Watching viral videos of Texas Senator Ted Cruz with his face swapped for that of actor Paul Rudd, or actress Jennifer Lawrence answering questions at the Golden Globes — but with the face of actor Steve Buscemi — it might seem like politics and Hollywood should be the focus areas for combatting misleading videos, but as Deeptrace’s report showed, targets for manipulation are no longer limited to government leaders or famous actresses.
“It doesn’t have to be a politician to be a deepfake,” Panetta said in agreement. “It even might be your friend. It could be you that’s targeted. It doesn’t have to be someone who’s famous.”
For example, with scheduled, public quarterly earnings calls that are recorded, it could be possible to take a CFO’s voice recording and turn it into what sounds like an urgent directive to employees to share their bank information. Or imagine a similar recording but this time a CEO announces companywide layoffs; the market responds and stocks crash, all because of a deepfake.
“I'm not trying to sow paranoia here but we're trying to sort of be realistic about what could happen,” Burgund said. “No doubt there are people working on ways to figure out how to obfuscate in certain ways ... it's an arms race.”
Ajder said a big risk right now is defamation.
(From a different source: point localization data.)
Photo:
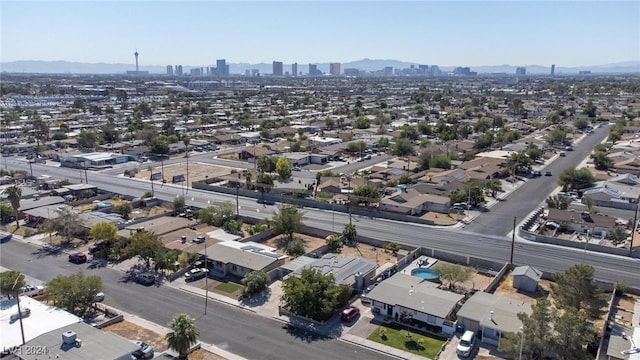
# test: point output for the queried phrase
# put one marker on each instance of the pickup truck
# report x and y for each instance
(32, 290)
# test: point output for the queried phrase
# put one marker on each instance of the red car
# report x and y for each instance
(78, 258)
(349, 314)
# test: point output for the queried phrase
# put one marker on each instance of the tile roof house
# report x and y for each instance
(429, 306)
(493, 315)
(238, 259)
(526, 278)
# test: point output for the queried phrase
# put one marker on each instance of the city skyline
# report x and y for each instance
(471, 33)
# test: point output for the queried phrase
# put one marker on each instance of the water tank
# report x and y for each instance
(69, 337)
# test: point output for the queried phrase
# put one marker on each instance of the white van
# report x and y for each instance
(467, 343)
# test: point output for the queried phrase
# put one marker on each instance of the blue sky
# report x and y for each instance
(464, 33)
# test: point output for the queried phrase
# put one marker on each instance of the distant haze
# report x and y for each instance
(446, 33)
(66, 67)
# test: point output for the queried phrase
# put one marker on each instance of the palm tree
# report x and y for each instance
(184, 334)
(14, 193)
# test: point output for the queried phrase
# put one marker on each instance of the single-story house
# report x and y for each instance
(492, 315)
(426, 304)
(80, 341)
(346, 270)
(526, 278)
(238, 259)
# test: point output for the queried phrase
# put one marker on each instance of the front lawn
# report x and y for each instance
(228, 287)
(419, 344)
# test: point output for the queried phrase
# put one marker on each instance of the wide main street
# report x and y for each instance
(238, 331)
(483, 238)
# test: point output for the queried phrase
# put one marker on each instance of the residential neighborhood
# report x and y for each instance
(334, 212)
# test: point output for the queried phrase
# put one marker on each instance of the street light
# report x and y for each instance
(521, 340)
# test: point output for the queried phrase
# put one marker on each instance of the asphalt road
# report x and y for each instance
(532, 194)
(483, 238)
(238, 331)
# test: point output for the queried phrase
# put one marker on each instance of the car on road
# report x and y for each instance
(466, 344)
(195, 274)
(78, 258)
(32, 290)
(349, 314)
(144, 352)
(145, 278)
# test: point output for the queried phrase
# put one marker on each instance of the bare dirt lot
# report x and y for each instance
(506, 289)
(197, 171)
(365, 251)
(131, 331)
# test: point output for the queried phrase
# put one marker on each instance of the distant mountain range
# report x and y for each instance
(67, 67)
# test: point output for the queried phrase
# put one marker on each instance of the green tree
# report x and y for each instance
(6, 212)
(581, 124)
(367, 194)
(440, 162)
(618, 234)
(295, 247)
(573, 179)
(590, 109)
(403, 147)
(537, 333)
(145, 245)
(334, 242)
(106, 232)
(217, 215)
(314, 295)
(267, 163)
(14, 194)
(287, 220)
(575, 288)
(572, 332)
(11, 283)
(350, 233)
(88, 139)
(179, 203)
(74, 293)
(493, 185)
(264, 182)
(453, 273)
(283, 168)
(601, 161)
(254, 282)
(483, 141)
(123, 209)
(558, 202)
(67, 223)
(183, 334)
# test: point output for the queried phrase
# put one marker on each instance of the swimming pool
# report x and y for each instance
(424, 273)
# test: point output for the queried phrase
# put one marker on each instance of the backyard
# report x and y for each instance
(416, 343)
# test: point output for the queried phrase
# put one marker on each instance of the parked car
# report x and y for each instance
(195, 274)
(349, 314)
(145, 351)
(466, 344)
(78, 258)
(145, 279)
(32, 290)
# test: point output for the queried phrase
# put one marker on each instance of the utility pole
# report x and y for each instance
(635, 227)
(513, 240)
(206, 279)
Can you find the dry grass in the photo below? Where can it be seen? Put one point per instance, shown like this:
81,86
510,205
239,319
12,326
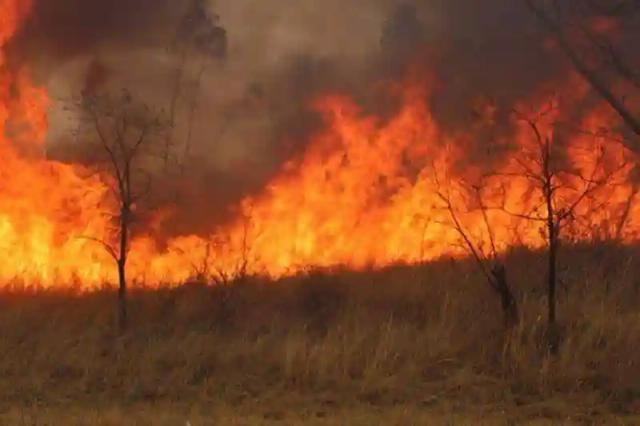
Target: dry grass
402,346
Deepfake videos don’t even have to be that good, as long as the person is recognizable and the graphics are good enough for a viewer to identify the person and see they’re doing or saying something. That leaves an imprint, Ajder said, and can hurt someone’s reputation especially if their name and face is part of negative video or audio — real or a deepfake.
That’s another concern Ajder raised: plausible deniability. Deepfakes don’t just give someone the opportunity to disguise fake images or recordings as real, Ajder said, it also provides an opportunity for people to dismiss real events as fake.
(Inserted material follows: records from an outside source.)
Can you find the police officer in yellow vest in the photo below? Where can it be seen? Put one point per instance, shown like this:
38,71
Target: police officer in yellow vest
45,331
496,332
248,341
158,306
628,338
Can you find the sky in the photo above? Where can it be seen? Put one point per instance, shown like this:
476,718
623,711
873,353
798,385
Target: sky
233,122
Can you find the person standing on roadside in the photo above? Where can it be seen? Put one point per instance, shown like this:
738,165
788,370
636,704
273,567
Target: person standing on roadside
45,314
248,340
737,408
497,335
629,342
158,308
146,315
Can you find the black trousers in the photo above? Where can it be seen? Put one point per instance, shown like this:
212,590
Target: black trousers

What can a business leader do to protect their company and employees against deepfakes?
Deeptrace takes the approach championed by WITNESS Program Director Samuel Gregory: Don’t panic. Prepare.
“When it comes to securing business processes, you’ve got to identify the avenues where risks are most apparent,” Ajder said. “Maybe that is your telecom infrastructure in the company, maybe it’s the kind of video conferencing software you use.”
Ajder recommends:
Consider using semantic passwords for conversations, or a secret question you ask or answer at the start of a call.
If you have a voice authentication service or biometric security features, ask those providers whether their tools are up to date.
Educate your employees. Explain deepfake attacks might become more frequent and there is no magic formula for detecting them.
“Interrogate your security infrastructure,” Ajder said. “Understand where weak spots may be, prepare and see where technological solutions can fit into that infrastructure to secure at critical points.”
In Pappas’ mind, it’s everyone’s responsibility to protect against malicious deepfakes. “The social answer is we all build an immune system,” he said. “We start asking ourselves questions: Who is the person presenting this image to me? Where did it come from? What is evident, what is actually authentic? Having that general demeanor of asking these questions certainly helps.”
The MIT Media Labs’ Groh said people can defend themselves against deepfakes using their own intuition and intellect.
“You have to be a little skeptical, you have to double-check and be thoughtful,” Groh said. “It’s actually kind of nice: It forces us to become more human, because the only way to counteract these kinds of things is to really embrace who we are as people.”